In short, the American Communist of the popular imagination at the time was sort of like the Satanic conspirators one still hears about from time-to-time. You know the ones: sacrificing babies, committing mass poisonings of children on Halloween, using magic ointments to fly…
And at least as hard to find. Maybe there were American Commies out there putting out contracts on people, but I would really like to see a cite for this beyond this sort of fly-by-night book. I don’t, for instance, ever recall hearing of any documentation from that era of such activities, though–as mentioned–they were occurring in popular fiction all the time. Instead, the party members just come across–as today–as mostly lonely misfits passing out leaflets on street corners–and getting beaten up for their efforts.
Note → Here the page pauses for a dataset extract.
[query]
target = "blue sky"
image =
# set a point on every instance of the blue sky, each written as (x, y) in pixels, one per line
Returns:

Frankly, with the arguable exception of the Rosenbergs, I suspect The Duke, with his loud mouth and vivid imagination, did far more harm to this country than any domestic Communist conspiracy.
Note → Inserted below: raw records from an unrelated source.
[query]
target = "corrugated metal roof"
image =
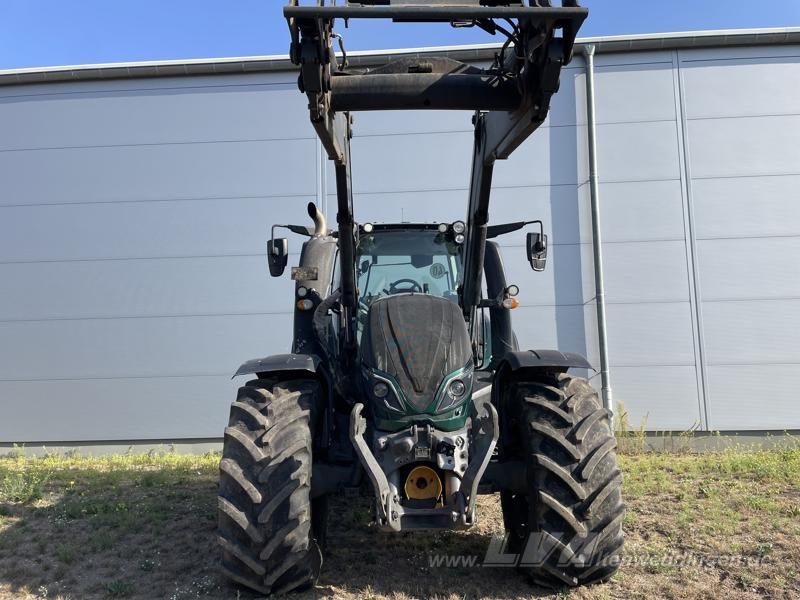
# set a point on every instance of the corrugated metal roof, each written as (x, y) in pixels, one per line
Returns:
(251, 64)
The Guardian’s version of the story does at least explain how Welles is supposed to have been privy to the information. He was supposedly told by Sergei Bondachuk (presumably when making Waterloo), whose souces in turn were Alexei Kapler and Sergei Gerasimov.
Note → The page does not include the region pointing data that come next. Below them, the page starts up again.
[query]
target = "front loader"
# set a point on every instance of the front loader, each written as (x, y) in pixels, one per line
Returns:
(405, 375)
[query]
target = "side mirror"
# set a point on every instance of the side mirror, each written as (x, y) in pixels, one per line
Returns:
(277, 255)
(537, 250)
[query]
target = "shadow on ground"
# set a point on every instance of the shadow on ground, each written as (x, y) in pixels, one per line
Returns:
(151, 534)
A Russian version of Chinese whispers aside, it wouldn’t have been the first time Welles made up a dinner table anecdote. But he no doubt told it brilliantly.
Sooooo…the Man Who Would Sell No Wine Before It’s Time, But Would Still Drink It, was asked for a story, this “journalist” was buying the drinks, & the man who scared America shitless with bogus Martians got in one last zinger.
As a regular Private Eye reader, I had become familiar with the suggestions that Michael Munn was just making stuff up, but hadn’t made the connection with this John Wayne story until this big article in today’s Observer.
Seems I was rather unfair to Welles back in 2003. It probably wasn’t him who’d made the story up.